The syringe plunger stopper and tip cap contain dry natural latex rubber that may cause allergic reaction in those that are extremely hypersensitive to latex (history of anaphylaxis reaction).
There is no evidence of harm from vaccinating pregnant women with inactivated vaccines. Therefore, the hepatitis A vaccine can be given during pregnancy if there is significant risk of exposure to the infection.
There is no evidence of harm from vaccinating breast feeding mothers with inactivated vaccines. Therefore, the hepatitis A vaccine can be given while breast feeding if there is significant risk of exposure to the infection.
Common Side Effects
- Localised injection site reactions-pain, redness
- Fever, headache, muscle ache, loss of appetite can occur, but are not common.
Interactions with Other Vaccines
The hepatitis A vaccine does not interact with other vaccines and can be given at the same time or any time before or after other vaccines including:
- Typhoid-injection or oral vaccine
- Hepatitis B vaccine
- Diphtheria, Tetanus and Polio vaccine
- Rabies vaccine
- Yellow fever
- Oral Cholera vaccine
- Japanese encephalitis vaccine
- MMR combined vaccine and other vaccines in the routine UK immunisation schedule
Frequently Asked Questions
1) What does the Hepatitis A vaccine contain?
The common Hepatitis A vaccines contain:
- Medium 199 Hanks -a complex mixture of amino acids (including phenylalanine), mineral salts, vitamins and other components.
- Water for injections
- Hydrochloric acid and sodium hydroxide for pH adjustment
- Traces amounts of neomycin (an antibiotic) and formaldehyde (a preservative) may be found in the vaccines.
None of the hepatitis A vaccines contain:
- Thiomersal (mercury)
2) Can I still get the Hepatitis A vaccine if I am travelling in less than 2 weeks.
The hepatitis A vaccine can be given any time before travel up to the day of departure. This is because the incubation periods of the infection is 14-28 days and you would have immunity by the time the infection develops.
3) Can I get my second dose of hepatitis A vaccine if I had my first dose many years ago?
Studies have shown that the immune boosting effects of the Hepatitis A vaccine can occur even when the second dose is given several years after the first dose.

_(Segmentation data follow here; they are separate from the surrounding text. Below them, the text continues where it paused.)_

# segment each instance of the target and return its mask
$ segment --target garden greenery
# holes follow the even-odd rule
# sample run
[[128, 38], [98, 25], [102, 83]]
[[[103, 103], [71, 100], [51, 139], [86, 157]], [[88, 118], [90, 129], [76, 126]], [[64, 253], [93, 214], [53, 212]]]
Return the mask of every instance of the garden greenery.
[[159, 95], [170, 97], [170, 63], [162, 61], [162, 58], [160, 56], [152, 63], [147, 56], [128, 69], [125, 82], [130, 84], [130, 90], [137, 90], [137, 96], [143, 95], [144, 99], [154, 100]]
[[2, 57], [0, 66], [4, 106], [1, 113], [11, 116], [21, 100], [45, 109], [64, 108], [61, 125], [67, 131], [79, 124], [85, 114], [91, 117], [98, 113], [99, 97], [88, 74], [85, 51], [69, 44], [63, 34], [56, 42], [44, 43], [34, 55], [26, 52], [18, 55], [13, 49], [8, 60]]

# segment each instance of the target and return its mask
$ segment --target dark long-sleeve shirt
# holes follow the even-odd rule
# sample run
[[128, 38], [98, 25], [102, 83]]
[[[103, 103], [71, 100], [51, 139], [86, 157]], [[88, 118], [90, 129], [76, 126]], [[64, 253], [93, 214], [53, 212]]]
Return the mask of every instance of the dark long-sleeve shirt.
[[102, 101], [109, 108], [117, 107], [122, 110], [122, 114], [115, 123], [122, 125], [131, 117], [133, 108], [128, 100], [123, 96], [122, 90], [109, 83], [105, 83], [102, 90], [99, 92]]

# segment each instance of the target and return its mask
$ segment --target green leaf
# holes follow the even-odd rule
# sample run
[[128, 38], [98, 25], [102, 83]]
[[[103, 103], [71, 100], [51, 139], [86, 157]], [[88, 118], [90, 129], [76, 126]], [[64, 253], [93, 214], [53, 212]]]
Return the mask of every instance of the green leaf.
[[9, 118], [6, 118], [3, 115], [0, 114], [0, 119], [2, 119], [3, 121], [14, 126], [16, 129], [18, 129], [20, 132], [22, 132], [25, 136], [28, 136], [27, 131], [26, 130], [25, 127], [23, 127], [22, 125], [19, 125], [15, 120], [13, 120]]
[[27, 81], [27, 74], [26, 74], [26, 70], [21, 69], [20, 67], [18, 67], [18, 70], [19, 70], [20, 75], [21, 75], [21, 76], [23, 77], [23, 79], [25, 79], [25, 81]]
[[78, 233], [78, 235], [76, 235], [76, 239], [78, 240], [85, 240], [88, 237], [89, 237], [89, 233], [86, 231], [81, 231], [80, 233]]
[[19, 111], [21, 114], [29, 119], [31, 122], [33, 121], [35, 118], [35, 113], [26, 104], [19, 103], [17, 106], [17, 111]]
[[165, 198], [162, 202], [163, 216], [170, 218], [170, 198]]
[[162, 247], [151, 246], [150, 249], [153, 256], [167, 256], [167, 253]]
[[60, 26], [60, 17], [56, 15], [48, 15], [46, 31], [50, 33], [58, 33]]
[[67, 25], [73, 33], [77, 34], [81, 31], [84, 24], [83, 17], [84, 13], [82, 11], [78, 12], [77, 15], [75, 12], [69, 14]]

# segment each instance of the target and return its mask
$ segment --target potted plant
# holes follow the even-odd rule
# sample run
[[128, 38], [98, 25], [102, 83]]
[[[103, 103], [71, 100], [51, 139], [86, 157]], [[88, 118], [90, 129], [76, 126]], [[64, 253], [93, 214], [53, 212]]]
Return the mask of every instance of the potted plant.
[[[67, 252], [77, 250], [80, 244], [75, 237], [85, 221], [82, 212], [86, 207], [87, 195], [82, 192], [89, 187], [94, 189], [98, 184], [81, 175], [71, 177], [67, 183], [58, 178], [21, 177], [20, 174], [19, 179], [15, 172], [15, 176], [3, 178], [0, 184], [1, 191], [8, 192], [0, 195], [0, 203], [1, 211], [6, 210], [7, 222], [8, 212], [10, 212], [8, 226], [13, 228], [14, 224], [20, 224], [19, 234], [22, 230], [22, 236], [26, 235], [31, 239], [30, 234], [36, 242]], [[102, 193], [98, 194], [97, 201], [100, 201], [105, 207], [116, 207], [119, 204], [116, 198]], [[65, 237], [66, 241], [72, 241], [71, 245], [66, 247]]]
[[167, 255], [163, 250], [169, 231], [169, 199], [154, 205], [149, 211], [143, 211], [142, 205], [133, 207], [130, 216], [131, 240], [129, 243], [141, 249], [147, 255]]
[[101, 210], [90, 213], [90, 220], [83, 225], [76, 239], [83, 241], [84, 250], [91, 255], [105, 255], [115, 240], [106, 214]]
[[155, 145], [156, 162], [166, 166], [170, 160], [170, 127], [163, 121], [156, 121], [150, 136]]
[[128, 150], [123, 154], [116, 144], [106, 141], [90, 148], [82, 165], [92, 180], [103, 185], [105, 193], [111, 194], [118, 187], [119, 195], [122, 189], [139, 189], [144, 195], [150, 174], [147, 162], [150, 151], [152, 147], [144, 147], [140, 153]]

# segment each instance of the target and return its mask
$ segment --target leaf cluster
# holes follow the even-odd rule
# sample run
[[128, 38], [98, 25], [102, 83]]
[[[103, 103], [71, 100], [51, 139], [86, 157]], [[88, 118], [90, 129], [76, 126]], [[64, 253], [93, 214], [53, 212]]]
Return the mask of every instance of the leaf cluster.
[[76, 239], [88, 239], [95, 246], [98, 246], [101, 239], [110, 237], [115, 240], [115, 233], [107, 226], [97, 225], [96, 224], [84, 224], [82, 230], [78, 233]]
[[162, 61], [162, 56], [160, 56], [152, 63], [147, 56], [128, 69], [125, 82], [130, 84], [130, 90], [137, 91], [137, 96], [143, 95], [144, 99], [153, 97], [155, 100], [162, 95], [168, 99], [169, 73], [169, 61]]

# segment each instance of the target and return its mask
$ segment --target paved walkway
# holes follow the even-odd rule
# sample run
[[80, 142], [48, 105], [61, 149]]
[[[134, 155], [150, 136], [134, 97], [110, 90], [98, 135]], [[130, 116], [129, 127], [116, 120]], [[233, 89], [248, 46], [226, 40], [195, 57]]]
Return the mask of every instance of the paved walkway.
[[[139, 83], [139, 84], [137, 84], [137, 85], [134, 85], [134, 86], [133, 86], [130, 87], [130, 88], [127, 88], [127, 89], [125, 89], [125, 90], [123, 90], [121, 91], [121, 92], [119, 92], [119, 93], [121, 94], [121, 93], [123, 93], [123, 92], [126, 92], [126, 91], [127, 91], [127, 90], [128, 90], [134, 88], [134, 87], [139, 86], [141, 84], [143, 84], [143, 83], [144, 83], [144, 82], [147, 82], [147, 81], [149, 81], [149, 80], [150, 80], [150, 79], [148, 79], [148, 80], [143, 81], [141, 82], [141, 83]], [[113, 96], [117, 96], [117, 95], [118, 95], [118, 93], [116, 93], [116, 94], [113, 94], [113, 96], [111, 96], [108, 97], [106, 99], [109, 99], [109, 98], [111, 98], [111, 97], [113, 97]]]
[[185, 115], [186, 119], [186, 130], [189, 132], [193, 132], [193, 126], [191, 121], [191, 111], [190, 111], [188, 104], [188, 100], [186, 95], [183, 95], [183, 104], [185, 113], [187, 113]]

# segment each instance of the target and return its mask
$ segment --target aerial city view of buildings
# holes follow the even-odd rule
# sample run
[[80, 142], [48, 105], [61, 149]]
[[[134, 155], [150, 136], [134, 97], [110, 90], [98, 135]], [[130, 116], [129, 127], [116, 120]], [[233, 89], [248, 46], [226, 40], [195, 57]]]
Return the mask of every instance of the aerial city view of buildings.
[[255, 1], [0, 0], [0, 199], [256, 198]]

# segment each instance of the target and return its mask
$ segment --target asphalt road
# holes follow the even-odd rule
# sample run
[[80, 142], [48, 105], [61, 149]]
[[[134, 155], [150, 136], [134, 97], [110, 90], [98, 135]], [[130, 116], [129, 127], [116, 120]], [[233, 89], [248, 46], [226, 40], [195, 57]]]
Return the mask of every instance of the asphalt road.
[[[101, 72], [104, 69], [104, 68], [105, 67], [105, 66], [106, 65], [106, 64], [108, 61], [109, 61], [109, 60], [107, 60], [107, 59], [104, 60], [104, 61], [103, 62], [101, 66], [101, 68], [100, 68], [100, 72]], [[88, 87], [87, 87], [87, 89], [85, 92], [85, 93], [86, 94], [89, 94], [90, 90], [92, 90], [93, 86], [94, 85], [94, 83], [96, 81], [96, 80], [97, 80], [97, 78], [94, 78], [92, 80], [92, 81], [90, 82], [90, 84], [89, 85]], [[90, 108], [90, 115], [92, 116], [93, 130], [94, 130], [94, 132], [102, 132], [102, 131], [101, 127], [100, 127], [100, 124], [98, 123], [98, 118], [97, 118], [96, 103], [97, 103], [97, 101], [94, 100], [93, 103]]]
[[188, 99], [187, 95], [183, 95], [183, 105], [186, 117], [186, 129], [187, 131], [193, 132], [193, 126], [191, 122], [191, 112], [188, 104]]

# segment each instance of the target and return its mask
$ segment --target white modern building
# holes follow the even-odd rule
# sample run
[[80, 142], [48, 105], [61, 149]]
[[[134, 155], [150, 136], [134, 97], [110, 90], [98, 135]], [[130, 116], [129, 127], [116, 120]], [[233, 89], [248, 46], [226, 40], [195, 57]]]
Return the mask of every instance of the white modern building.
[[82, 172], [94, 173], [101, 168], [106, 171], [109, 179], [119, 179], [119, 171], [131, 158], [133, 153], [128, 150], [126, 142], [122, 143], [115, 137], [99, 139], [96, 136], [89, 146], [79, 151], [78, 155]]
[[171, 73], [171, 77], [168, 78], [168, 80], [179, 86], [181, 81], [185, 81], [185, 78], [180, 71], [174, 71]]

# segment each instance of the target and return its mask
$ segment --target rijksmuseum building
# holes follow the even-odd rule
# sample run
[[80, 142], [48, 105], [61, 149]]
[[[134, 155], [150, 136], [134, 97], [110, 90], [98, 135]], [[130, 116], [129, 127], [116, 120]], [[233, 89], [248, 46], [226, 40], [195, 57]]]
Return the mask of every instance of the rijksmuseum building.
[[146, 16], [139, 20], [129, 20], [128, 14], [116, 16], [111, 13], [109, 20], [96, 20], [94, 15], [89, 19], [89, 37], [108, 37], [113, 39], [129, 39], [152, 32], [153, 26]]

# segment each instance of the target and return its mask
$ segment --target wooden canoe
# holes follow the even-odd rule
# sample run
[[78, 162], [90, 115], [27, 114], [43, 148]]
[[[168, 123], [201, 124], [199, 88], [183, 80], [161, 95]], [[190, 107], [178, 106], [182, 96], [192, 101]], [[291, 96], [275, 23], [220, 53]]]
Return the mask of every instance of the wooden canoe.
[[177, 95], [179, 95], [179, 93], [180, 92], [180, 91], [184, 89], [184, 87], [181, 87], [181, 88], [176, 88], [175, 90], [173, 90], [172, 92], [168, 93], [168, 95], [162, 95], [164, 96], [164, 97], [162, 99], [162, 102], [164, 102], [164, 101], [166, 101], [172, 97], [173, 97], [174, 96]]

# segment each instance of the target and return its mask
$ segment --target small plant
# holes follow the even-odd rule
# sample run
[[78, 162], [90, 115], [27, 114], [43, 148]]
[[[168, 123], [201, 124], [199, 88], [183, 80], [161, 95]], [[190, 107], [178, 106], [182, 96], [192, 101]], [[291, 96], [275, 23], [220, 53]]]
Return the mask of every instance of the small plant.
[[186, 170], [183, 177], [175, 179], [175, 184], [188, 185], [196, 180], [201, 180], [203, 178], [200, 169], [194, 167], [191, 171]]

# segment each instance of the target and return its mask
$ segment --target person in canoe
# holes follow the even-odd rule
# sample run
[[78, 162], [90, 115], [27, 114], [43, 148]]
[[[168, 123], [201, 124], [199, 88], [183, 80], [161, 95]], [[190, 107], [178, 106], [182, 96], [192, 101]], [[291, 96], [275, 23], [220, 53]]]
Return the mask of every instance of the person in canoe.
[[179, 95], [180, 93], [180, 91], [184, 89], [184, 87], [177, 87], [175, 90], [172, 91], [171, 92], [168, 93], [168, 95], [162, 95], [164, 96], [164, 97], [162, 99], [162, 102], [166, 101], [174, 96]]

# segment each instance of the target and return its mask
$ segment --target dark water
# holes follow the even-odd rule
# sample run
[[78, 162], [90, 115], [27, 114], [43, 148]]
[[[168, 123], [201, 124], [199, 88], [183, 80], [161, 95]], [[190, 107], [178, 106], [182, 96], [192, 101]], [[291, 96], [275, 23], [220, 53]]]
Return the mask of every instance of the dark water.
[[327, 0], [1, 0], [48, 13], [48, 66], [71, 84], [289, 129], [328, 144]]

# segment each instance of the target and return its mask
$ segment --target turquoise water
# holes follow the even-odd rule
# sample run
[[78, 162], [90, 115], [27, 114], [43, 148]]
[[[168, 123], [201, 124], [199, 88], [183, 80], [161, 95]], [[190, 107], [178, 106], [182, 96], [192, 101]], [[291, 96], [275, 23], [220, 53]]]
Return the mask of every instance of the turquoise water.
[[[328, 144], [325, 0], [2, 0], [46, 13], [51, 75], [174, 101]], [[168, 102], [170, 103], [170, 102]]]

Therefore, you do not need to start the course again and can receive your second dose several years later if required for travel.
Additionally, the manufacturer’s advise that for:
- Havrix Monodose vaccine-the second dose can be given yup to 5 years after the 1st dose.
- Avaxim-the second dose can be given 3 years after the 1st dose.
4) What if I am unwell on the day of the vaccination, should I still attend?
If you do not have a high fever, then the vaccine can be given. If you have a fever, then it is best to postpone the vaccination until you have recovered. The decision to vaccinate in minor illnesses would depend on the assessment by the clinician on the day.
5) Can the hepatitis A vaccine be given to babies?
The vaccine can only be given to infants over 1 year of age. Babies under 1 year cannot have the vaccine. If you are travelling with an infant under 1 year of age, discuss with your CityDoc clinician who will advise you on measures to prevent the disease.
6) Can I have the Hepatitis A and Typhoid combined vaccines?
The combined hepatitis A/typhoid vaccine (Viatim or Hepatyrix) can be given to individuals above 16 years of age, provided stocks are available. Children under 16 years, can only be given the separate vaccines.
7) Can Hepatitis A be given to people with chronic liver disease?
The vaccine can be given to anyone with chronic or severe disease of the liver. Indeed, hepatitis A is more likely to cause severe illness in those who have pre-existing liver disease and thus, vaccination is recommended. The vaccine is inactivated and cannot cause liver disease.